The asexuality alert journal is a miniseries where I journal my way through the Google alerts for asexuality during Pride month. This is the second post, where I talk about June 2-8.
Part of the point of this series was to compile statistics, to get a sense for where asexuality appears in the “mainstream”. So during this first week, I thought a bit about the best way to classify the alerts. This classification is still a work in progress.
Asexuality mentions – These are articles aren’t really about asexuality at all, but happen to include the word in a list of other identities. I have two subcategories: articles that spell out the LGBTQIA+ (or similar) acronym, and articles that explain what all the flags mean.
Reddit – I have no idea how Google Alerts decides what websites are worth including, and this is something that has changed a lot over time. At the moment, Google Alerts seems to like a particular website that appears to mirror Reddit. But like, the website itself is blank?? Gosh, I don’t know how to explain it. Long story short I got a lot of Reddit.
Most of the Reddit alerts are things I don’t want to talk about, but I still include them in the statistics. I also have a subcount of alerts from ace and aro subreddits.
Complete misses – I try to filter out articles about asexual reproduction of microbes, but they still get through sometimes. One got through this week, and well now I need a category for it.
Articles focusing on: a) Educating the reader, b) personal stories, c) TV, d) celebrities, e) books, f) memes. So far, some of these categories are still empty, so it’s based on a bit of speculation and past experience. The line between personal stories and the others can get quite blurry, but well I put each article into only one category.
In addition to the categories above, I’m also recording statistics on a few “themes”. Every article fits into exactly one category, but not every article fits into a theme.

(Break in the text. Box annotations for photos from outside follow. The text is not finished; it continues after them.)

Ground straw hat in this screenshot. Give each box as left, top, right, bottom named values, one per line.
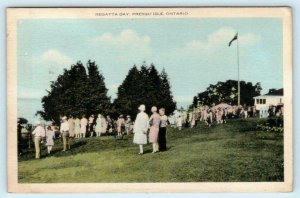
left=35, top=121, right=41, bottom=125
left=151, top=106, right=157, bottom=112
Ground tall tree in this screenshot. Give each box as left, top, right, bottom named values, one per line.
left=86, top=60, right=110, bottom=114
left=114, top=63, right=176, bottom=116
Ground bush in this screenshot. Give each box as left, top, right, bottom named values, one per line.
left=257, top=116, right=284, bottom=133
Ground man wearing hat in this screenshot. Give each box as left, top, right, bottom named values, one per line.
left=133, top=105, right=149, bottom=155
left=32, top=121, right=46, bottom=159
left=60, top=116, right=70, bottom=151
left=125, top=115, right=132, bottom=135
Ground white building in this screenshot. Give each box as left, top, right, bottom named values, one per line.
left=254, top=89, right=284, bottom=111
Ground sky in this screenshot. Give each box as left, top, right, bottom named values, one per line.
left=17, top=18, right=283, bottom=120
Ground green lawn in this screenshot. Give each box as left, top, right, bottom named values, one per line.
left=18, top=119, right=284, bottom=183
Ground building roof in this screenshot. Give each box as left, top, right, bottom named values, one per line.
left=265, top=88, right=283, bottom=96
left=253, top=88, right=283, bottom=98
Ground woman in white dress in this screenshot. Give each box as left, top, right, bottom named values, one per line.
left=133, top=105, right=149, bottom=155
left=74, top=118, right=80, bottom=138
left=95, top=114, right=106, bottom=137
left=46, top=126, right=55, bottom=154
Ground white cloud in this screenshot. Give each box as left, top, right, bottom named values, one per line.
left=174, top=95, right=194, bottom=103
left=18, top=86, right=46, bottom=99
left=40, top=49, right=72, bottom=65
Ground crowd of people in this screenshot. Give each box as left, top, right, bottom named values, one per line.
left=168, top=103, right=257, bottom=130
left=18, top=104, right=283, bottom=158
left=23, top=105, right=168, bottom=159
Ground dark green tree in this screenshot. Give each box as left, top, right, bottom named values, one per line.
left=193, top=80, right=262, bottom=107
left=114, top=63, right=176, bottom=117
left=37, top=61, right=110, bottom=123
left=86, top=60, right=110, bottom=115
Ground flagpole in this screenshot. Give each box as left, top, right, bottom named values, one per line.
left=236, top=33, right=241, bottom=106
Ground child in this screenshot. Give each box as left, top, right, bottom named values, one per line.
left=158, top=108, right=168, bottom=151
left=125, top=115, right=132, bottom=135
left=46, top=126, right=55, bottom=154
left=117, top=115, right=125, bottom=136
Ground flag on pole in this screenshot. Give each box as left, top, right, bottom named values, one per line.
left=228, top=33, right=238, bottom=46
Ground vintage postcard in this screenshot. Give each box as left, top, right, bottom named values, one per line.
left=7, top=7, right=293, bottom=193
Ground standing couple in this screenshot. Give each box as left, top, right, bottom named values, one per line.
left=133, top=105, right=168, bottom=154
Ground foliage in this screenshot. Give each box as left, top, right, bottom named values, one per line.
left=114, top=64, right=176, bottom=116
left=18, top=119, right=284, bottom=183
left=37, top=61, right=110, bottom=122
left=193, top=80, right=262, bottom=107
left=257, top=116, right=284, bottom=133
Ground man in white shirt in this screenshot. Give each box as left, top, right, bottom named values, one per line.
left=32, top=121, right=46, bottom=159
left=60, top=116, right=70, bottom=151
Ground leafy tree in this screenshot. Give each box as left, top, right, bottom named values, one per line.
left=114, top=63, right=176, bottom=117
left=37, top=61, right=110, bottom=123
left=193, top=80, right=262, bottom=107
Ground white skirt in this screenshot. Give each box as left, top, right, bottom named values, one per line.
left=133, top=132, right=147, bottom=144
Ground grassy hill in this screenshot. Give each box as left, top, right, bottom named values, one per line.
left=18, top=119, right=284, bottom=183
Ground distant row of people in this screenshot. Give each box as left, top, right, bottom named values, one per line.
left=133, top=105, right=168, bottom=155
left=61, top=114, right=133, bottom=138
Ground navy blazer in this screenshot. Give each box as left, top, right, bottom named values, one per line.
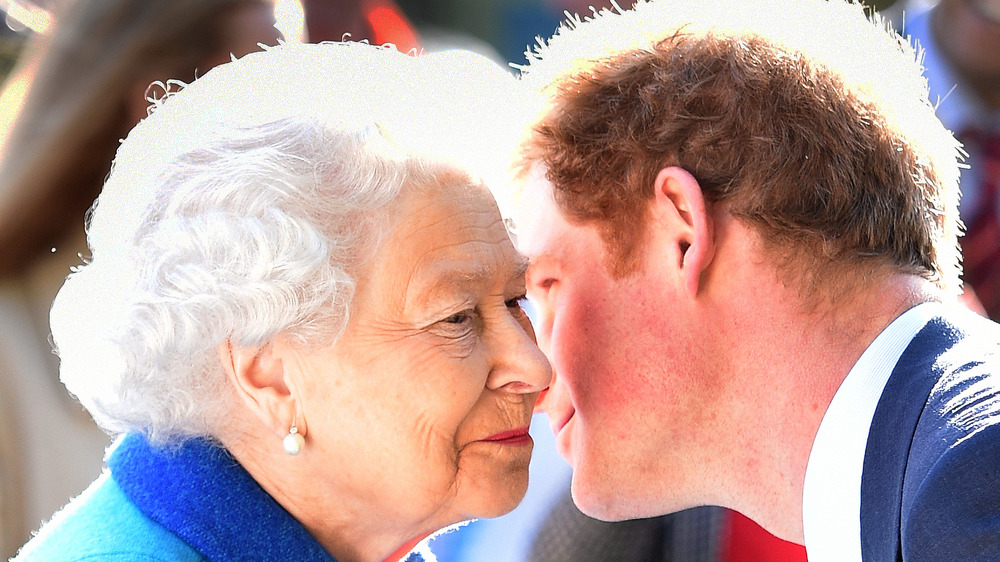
left=861, top=311, right=1000, bottom=562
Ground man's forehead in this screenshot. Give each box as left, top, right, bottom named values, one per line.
left=514, top=164, right=566, bottom=261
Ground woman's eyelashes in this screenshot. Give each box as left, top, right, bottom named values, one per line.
left=504, top=294, right=528, bottom=316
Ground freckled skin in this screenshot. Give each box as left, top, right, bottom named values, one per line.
left=285, top=174, right=551, bottom=556
left=518, top=177, right=716, bottom=520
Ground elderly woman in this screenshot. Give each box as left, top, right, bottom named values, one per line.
left=11, top=43, right=550, bottom=561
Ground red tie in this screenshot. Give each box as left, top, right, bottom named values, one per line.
left=959, top=131, right=1000, bottom=320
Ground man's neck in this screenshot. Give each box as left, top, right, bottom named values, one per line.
left=708, top=268, right=936, bottom=543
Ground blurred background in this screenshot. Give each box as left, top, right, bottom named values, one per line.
left=0, top=0, right=944, bottom=562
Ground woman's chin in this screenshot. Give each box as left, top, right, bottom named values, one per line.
left=458, top=470, right=528, bottom=519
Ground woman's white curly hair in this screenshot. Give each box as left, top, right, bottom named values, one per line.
left=51, top=43, right=516, bottom=443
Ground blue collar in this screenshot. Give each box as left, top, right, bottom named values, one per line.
left=108, top=434, right=336, bottom=562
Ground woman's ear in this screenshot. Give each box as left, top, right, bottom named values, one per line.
left=653, top=166, right=715, bottom=298
left=218, top=340, right=305, bottom=438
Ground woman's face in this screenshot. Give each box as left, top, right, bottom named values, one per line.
left=285, top=179, right=551, bottom=536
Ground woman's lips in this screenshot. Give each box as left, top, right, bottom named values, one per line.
left=482, top=426, right=532, bottom=445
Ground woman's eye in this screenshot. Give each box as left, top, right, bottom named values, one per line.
left=442, top=310, right=472, bottom=325
left=504, top=295, right=528, bottom=310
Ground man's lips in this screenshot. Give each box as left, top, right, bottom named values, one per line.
left=481, top=426, right=532, bottom=445
left=549, top=408, right=576, bottom=435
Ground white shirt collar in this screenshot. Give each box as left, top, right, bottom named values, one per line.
left=802, top=303, right=940, bottom=562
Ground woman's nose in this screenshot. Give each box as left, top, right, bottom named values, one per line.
left=487, top=304, right=552, bottom=394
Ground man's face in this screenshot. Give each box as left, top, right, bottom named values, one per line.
left=518, top=168, right=714, bottom=520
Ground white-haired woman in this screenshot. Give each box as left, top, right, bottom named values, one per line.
left=11, top=43, right=550, bottom=561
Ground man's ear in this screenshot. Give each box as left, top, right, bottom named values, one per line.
left=653, top=166, right=715, bottom=297
left=218, top=340, right=305, bottom=438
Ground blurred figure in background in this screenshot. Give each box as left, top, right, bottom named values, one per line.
left=902, top=0, right=1000, bottom=320
left=0, top=0, right=279, bottom=557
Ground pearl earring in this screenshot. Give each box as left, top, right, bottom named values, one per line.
left=281, top=422, right=306, bottom=456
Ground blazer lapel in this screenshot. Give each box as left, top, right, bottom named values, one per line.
left=861, top=317, right=959, bottom=561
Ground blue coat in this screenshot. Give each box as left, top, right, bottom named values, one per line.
left=861, top=313, right=1000, bottom=562
left=14, top=435, right=335, bottom=562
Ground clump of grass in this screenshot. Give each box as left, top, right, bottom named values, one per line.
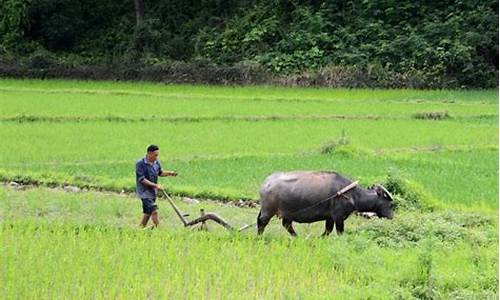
left=413, top=110, right=450, bottom=120
left=384, top=170, right=439, bottom=211
left=320, top=129, right=349, bottom=154
left=357, top=211, right=497, bottom=248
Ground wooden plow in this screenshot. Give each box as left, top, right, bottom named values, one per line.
left=163, top=191, right=255, bottom=232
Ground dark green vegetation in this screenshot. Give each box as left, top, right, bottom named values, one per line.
left=0, top=0, right=498, bottom=88
left=0, top=80, right=498, bottom=299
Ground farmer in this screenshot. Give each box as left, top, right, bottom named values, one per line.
left=135, top=145, right=177, bottom=228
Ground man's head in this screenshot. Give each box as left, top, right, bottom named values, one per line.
left=146, top=145, right=160, bottom=162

Currently, the themes I’m tracking are: demisexuality, rainbow capitalism, “bad”, and “hostile”. You’ll see examples of “bad” and “hostile” this week—a “bad” article is well-meaning but goes horribly wrong, while a “hostile” article is not well-meaning at all. I might add more or remove themes as I go.
Finally, I mentioned that I started tracking aromantic alerts this month. I’m afraid that I’m getting very few alerts, so I’ll just have three categories: Those which overlap with the asexuality alerts, complete misses, and the hits.
Statistics for June 1-8
- Total asexuality alerts: 39
- Asexuality mentions: 15
- Acronyms: 9
- Flags: 6
- Reddit: 8
- Ace/aro subreddits: 4
- Complete misses: 1
- Articles focusing on…
- Educating readers: 3
- Personal stories: 4
- TV: 5
- Celebrities: 0
- Books: 2
- Memes: 1
- Demisexuality: 2
- Rainbow capitalism: 1
- Bad: 2
- Hostile: 1
- Asexuality mentions: 15
- Total aromantic alerts: 5
- Overlap with asexuality alerts: 3
- Complete misses: 1
- Hits: 1
In past experience, TV shows tend to drive a lot of news coverage, especially whenever some character comes out as ace. Among the 5 articles this week, there was one that mentioned Bojack Horseman and a fan-analysis of Star Trek DS9. The other three were about Everything’s Going To Be Okay. The tricky thing about TV articles is that I don’t know anything about TV, so I have no idea if this is a new or ongoing thing or what. Well, let’s take a look at one of them.
A teenage girl on the autism spectrum tells her girlfriend, who is also on the autism spectrum, that she realized she actually isn’t sexually attracted to women.
Cool. Here’s another one:
Unfortunately, G.L.A.A.D. signs-off on most Hollywood scripts nowadays and is the arbiter of an increasingly extreme Gay, Inc. agenda. Therefore, these ludicrous storylines will only increase.
Oops, I stumbled into the one “hostile” article in the list! Let’s not link that one, it’s just not that interesting.
The “bad” designation goes to a Popbuzz article declaring the greatness of some Twitter meme. The meme places “asexual” on a “libido/sexual drive” scale, opposite to “hypersexual”, and “aromantic” is placed opposite to “hopeless romantic”. As a scholar of terrible graphs of orientation, I give this one a 3/10, slightly above the layer cake thing.
What about the good articles? Well at this point I’m just previewing stuff that will go in the linkspam…
There was a personal story about the impact of finding representation in Alice Oseman’s Loveless. Now, I have a small complaint about this one, in that the author leans a bit much on platonic love as a way to humanize people. Although, that’s kind of on Oseman IMHO. In the aro community there’s an identity/submovement about rejecting the centrality of love as a humanizing force–ironically the identity is called “loveless”, sharing a name with Oseman’s book.
On the subject of aro articles, there’s the one article I found via aromantic alerts, that didn’t show up in asexual alerts. It’s written by an allo aro, and it spends a lot of time going through aro 101. But there’s also a personal story in there about wanting to be a mother. This is exactly the kind of article I love seeing in my alerts–well written, thoughtful, and completely outside my usual circles.